Si une approche rigoriste de l’esthétique, quasi luthérienne, a toujours dénoncé, de Platon à Kant jusqu’au formalisme d’un Greenberg, le superflu ou le kitch dans l’art en dépréciant notamment la couleur au profit de la forme dessinée, c’est à Baudelaire qu’il revient d’avoir redonné ses lettres de noblesse au maquillage, ainsi qu’à un certain devenir-femme de l’art.
Ne pourrait-on pas reconnaître, également, dans cette alliance étrange de la profondeur et du superficiel que nous propose la peinture de Dominique Paulin, une manière de perpétuer le geste de son père, Pierre Paulin qui sut détourner en designer de génie les matériaux du quotidien, pour en faire des objets en lien avec la beauté, recouvrant, notamment, nos sièges de tissus confortables et sensuels ? N’est-ce pas, aussi, la même association « impure » des métiers du luxe et de l’art le plus académique qui trouve, ici, une consistance aussi féconde que rare ?
Si Dominique Paulin commença par se servir des Make-up pour reprendre des toiles inachevées, elle découvrit rapidement la puissance de transfiguration de ces couleurs si variées et subtiles. En maquillant ses anciennes peintures, les œuvres en furent véritablement magnifiées à travers ces matières neuves (vernis, poudres, ombres à paupières, eye-liners, fonds de teint, etc …) sauvées de la destruction pour obsolescence.
Il lui faudra trois ans à l’artiste pour trouver un moyen de fixer ces substances volatiles et irisées sans détruire leur brillance et leurs teintes. La peintre pu alors s’attaquer à de très grands formats nécessitant un investissement physique intense, à l’instar de cette immense toile. Par le jeu des éclairages de lumière, ces imposantes peintures toutes recouvertes de leurs matières étincelantes, ouvrent alors une quatrième dimension semblable à la beauté nimbant de son aura le visage d’une femme maquillée ou celui du cadavre présenté après la toilette mortuaire, unissant dans un même mystère l’exposition de l’œuvre, la beauté féminine au silence du mort.

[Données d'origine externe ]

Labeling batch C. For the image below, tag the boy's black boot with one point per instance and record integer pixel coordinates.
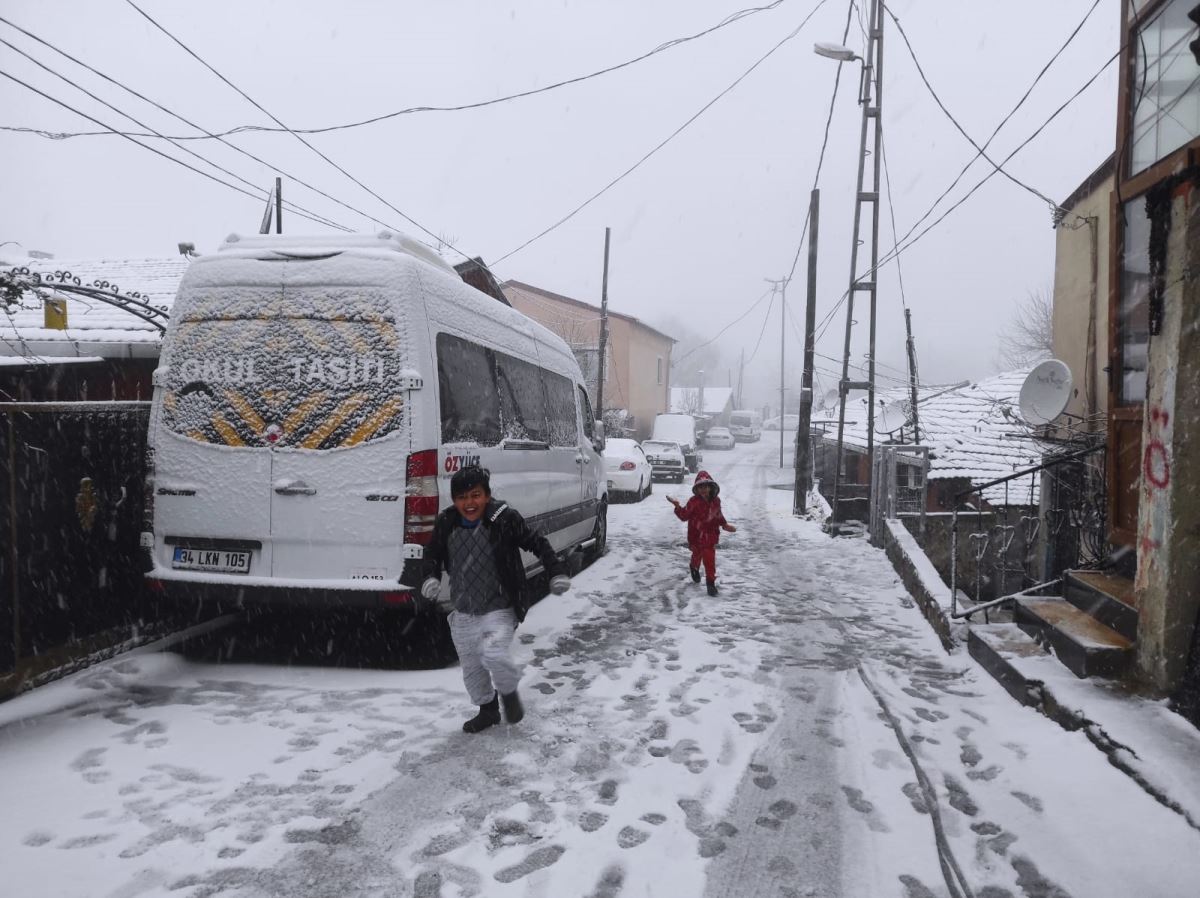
(513, 710)
(489, 716)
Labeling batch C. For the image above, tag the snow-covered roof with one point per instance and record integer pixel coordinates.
(91, 322)
(687, 400)
(973, 431)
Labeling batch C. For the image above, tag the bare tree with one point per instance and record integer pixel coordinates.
(1029, 336)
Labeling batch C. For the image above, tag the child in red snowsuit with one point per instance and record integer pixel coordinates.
(705, 525)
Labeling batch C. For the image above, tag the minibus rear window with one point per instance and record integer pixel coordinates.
(292, 382)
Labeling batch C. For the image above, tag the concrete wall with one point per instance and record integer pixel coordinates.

Avec ce triptyque exposé dans le cadre de la Biennale de Venise 2022, la peinture atteint son évidence nue. Son acuité est partout l’expression d’une même tension déterminant l’espace de l’œuvre. Les taches ou plages de couleurs pures, fluides et modulantes sont portées à l’avant d’elles-mêmes et liées entre elles par l’éclat du blanc des maquillages pointant à travers leurs transparences. L’espace naît de la modulation aux tons voisins et des contrastes simultanés.
Avec cette œuvre, l’artiste s’est, sans doute, également enquis d’une forme de parcours initiatique. Dominique Paulin ne retrouve-t-elle pas par ce geste de recouvrir inlassablement de couches successives ses toiles en les fardant de maquillages, cette intuition que l’art comme la vie n’est ni profondeur ni surface, et que derrière une couche de peinture se trouve une autre couche, derrière le voile, il y a un autre voile. Elle sait que l’apparence ne doit éveiller ni scepticisme ni pessimisme, mais le rire – celui de la pataphysique de Daumal ou celui dionysiaque qui affirme malgré la fragilité de la beauté, le vieillissement, et la mort, que la vie peut indéfiniment revenir, à l’image de cette mer recouvrant toujours de ses vagues le rivage.
Après avoir commencé par peindre lentement à l’huile un fond qu’elle a laissé sécher pendant plusieurs mois, l’artiste l’a recouverte complètement de Make-up en les laissant s’assécher plusieurs mois, recouvrant ainsi la couche initiale, qu’elle a dû maquiller de nouveau pour effacer les repentirs de la première couche.
Au lieu de condamner ce chœur insolite mêlant la voix de la Pythie à celle de la jeune fille au mascara, reconnaissons, plutôt, dans cet art son goût délectable des textures et des épidermes, sa manière de renouer avec ce gai savoir dont Nietzsche attribuait aux antiques d’avoir su cultiver leur amour de la vie : « Les Grecs n’étaient-ils pas superficiels …par profondeur ? »
Centre culturel Européen lors de la Biennale de Venise.
Palazzo Mora, premier étage, Salle 5.